Assuming people keep up their normal pace, remain productive and communicate efficiently, working from home may be a win-win for your people and your company. However, there are a number of important considerations to make before giving the go-ahead.
The Pros and Cons of Offering a Work-From-Home Option
The arguments in favor of working from home are strong:
- Expansion without expense: Letting employees telecommute conserves space in your office. With this strategy, you can likely coordinate schedules so you don't have more people on the premises than space.
- Scalability: Depending on the nature of your business, having people work from home should be easily scalable.
- Low-risk trial: Implementing a work-from-home policy doesn't come with a long-term commitment. If it doesn't work, you can simply call it off.
- Improving your benefits package: Telecommuting is an added perk that could help your company attract and retain employees.
- Remote offices: Your middle market company may have an easier time expanding when it allows people in remote markets and territories to telecommute. This arrangement can suffice until the area is sufficiently developed to support a physical office location.
However, there are equally strong reasons to think carefully about such a program:
- Management issues: Managing employees without face-to-face interaction can be challenging, especially for managers who have not previously worked with telecommuters.
- Incompatibility: Not all employees work well remotely because some individuals lack the self-discipline to stay on task.

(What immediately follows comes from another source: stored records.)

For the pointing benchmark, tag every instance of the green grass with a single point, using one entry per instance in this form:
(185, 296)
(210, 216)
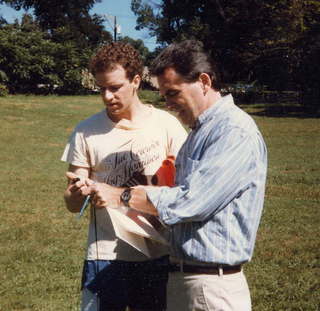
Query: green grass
(42, 245)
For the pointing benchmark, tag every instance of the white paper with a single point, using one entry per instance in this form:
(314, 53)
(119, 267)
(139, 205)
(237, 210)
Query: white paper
(134, 228)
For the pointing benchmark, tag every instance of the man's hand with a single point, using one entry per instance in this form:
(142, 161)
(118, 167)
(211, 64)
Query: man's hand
(78, 181)
(103, 195)
(139, 201)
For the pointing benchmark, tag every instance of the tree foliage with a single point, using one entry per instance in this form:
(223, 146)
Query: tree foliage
(252, 40)
(34, 63)
(68, 18)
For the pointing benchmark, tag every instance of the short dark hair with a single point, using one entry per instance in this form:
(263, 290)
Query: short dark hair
(188, 59)
(117, 53)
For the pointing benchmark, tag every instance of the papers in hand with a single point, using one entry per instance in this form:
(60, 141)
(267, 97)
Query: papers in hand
(134, 229)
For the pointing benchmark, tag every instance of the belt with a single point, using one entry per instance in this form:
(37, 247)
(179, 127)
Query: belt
(218, 270)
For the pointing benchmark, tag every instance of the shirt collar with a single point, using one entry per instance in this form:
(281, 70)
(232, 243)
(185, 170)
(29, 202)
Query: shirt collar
(220, 105)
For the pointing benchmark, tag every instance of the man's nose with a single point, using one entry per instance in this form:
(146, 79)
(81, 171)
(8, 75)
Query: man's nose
(107, 95)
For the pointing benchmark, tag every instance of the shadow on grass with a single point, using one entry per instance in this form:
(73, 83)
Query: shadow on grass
(282, 110)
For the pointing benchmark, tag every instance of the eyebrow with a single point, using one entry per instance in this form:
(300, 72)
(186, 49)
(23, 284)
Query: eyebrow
(170, 91)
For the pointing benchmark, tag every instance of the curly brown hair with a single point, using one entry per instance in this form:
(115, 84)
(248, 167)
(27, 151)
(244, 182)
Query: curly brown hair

- Technological issues: Providing adequate communications and technical support is harder with remote workers. If one system goes down, your employees may not be able to talk to their teams or meet deadlines.
- Lost opportunity for collaboration: People who are working from home lose the element of personal interaction that often creates an innovative atmosphere.
- Personal device issues: Telecommuters depend on their own Internet connections and computers to maintain communications with corporate headquarters. There is a lot that can go wrong here.
Luckily, there are ways for a midsized company to manage these issues. It comes down to two types of policies: technology and management.
Solving Technology Problems
The technical issues associated with employees working from home have been investigated and mitigated over the years. For example, specialized phone systems now allow telecommuters to receive calls remotely and gain access to the company's voice communications system. If fax is necessary, modern tools allow it to be managed with Internet-delivered fax images.
One big obstacle for middle market companies is giving employees access to software they need for work. You're likely using more sophisticated and extensive applications than a start-up, which means there's no off-the-shelf product to provide to home workers. There are two ways to address the issue.
First, your company could leverage a virtual private network, or VPN. This technology extends your network over the Internet through an encrypted channel so your data remains secure. However, certain software may not operate on a VPN as it would on a normal network. In addition, if an employee's computer has security issues, it could give malware a route into your systems.
Another option is desktop virtualization. Instead of running software on the employee's computer, the operating system and applications run on your servers. Because all work is done there, you don't have to worry about updating applications on remote employees' computers or whether the configuration is adequate for corporate needs. Instead, the remote computer acts like a window into the corporate system and the employee can use whatever applications are necessary.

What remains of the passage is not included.